### Necessary imports 

In [1]:
import numpy as np
import pandas as pd
import time
from sklearn.model_selection import train_test_split
from sklearn.linear_model import LogisticRegression
from sklearn.linear_model import LinearRegression
from sklearn.ensemble import RandomForestClassifier
from sklearn.tree import DecisionTreeClassifier
from sklearn.decomposition import PCA
from sklearn.preprocessing import Normalizer
from sklearn.metrics import accuracy_score
from sklearn import metrics
from sklearn import neighbors
from sklearn.model_selection import cross_val_score

### Reading in CSV files and updating data

In [2]:
# reading in the csv and xlsx files
test = pd.read_csv('test.csv', parse_dates = ['timestamp'])
train = pd.read_csv('train.csv', parse_dates = ['timestamp'])
macro_df = pd.read_csv('macro.csv', parse_dates = ['timestamp'])
data_fix = pd.read_excel('BAD_ADDRESS_FIX.xlsx').drop_duplicates('id').set_index('id')

# updating the data
test.update(data_fix)
train.update(data_fix)

# drop id
train.drop(['id'], axis = 1, inplace = True)
test.drop(['id'], axis = 1, inplace = True)

# get feature columns
train_features = list(train)
test_features = list(test)

### Drop NaN and initialize our Training and Testing sets

In [3]:
# drops any rows with NaN
test = test.dropna(how = 'any')
train = train.dropna(how = 'any')

# set training and testing sets
X_train = train[train_features[:-1]]
y_train = train['price_doc'].values
X_test = test[test_features]
y_test = train.sample(n = len(X_test.index))['price_doc']

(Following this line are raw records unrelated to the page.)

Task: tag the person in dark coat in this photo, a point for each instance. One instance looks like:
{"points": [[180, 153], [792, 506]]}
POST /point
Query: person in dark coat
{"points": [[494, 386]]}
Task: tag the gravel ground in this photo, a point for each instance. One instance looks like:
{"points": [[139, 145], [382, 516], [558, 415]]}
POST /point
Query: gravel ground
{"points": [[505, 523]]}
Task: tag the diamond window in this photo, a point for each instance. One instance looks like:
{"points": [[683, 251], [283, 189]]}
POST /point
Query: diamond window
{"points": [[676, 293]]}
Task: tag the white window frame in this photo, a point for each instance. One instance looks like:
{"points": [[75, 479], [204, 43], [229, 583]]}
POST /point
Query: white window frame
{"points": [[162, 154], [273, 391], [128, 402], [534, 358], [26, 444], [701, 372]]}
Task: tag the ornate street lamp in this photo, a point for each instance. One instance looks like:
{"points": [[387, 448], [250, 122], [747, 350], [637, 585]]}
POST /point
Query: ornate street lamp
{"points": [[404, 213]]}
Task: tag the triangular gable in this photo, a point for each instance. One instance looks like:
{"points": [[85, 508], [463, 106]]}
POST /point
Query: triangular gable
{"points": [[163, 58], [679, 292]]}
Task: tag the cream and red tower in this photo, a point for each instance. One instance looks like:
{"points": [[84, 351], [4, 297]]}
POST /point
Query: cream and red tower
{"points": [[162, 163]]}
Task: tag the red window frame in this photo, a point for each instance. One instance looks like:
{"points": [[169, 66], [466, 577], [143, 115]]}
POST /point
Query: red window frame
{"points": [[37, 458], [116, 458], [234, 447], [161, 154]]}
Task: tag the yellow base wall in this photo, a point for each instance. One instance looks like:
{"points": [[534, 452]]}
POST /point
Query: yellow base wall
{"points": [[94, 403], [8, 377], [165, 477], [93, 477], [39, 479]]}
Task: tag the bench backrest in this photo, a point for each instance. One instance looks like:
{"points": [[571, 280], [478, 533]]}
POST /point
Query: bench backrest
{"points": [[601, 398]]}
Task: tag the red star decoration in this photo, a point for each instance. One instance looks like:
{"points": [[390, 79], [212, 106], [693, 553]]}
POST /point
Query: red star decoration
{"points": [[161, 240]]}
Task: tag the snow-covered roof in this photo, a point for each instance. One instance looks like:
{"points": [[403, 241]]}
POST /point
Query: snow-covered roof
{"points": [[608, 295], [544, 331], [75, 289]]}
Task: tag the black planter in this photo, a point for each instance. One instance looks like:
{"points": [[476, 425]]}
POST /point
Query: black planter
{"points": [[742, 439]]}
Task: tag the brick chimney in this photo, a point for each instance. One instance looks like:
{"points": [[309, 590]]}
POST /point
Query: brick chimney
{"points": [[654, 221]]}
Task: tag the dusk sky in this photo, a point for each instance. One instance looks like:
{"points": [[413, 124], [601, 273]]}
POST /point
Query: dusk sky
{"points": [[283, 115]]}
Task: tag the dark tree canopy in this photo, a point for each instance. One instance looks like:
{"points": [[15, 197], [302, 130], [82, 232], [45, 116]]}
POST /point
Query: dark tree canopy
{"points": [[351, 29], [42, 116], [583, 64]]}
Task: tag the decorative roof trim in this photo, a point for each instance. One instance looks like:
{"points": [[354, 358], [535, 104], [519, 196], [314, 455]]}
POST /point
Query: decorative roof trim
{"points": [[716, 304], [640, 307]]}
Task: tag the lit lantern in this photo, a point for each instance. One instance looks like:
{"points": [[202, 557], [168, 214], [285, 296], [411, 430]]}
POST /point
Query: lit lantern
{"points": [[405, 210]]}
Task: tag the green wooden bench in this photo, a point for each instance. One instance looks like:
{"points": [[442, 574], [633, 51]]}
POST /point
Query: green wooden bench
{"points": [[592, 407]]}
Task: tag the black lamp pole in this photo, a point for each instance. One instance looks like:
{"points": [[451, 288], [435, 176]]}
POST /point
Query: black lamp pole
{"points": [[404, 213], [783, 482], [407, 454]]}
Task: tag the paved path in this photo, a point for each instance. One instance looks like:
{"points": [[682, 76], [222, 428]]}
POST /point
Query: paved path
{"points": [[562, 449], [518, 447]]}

print('X_train: {}\nX_test: {}\ny_train: {}\nMacro: {}'.format(X_train.shape, X_test.shape, y_train.shape, macro_df.shape))

X_train: (6076, 290)
X_test: (2443, 290)
y_train: (6076,)
Macro: (2484, 100)


### Merging Macro data set into Training and Testing

In [4]:
# most relevant columns taken from: https://www.kaggle.com/robertoruiz/dealing-with-multicollinearity# 
macro_cols = ["timestamp","balance_trade","balance_trade_growth","eurrub","average_provision_of_build_contract",
              "micex_rgbi_tr","micex_cbi_tr","deposits_rate","mortgage_value","mortgage_rate"]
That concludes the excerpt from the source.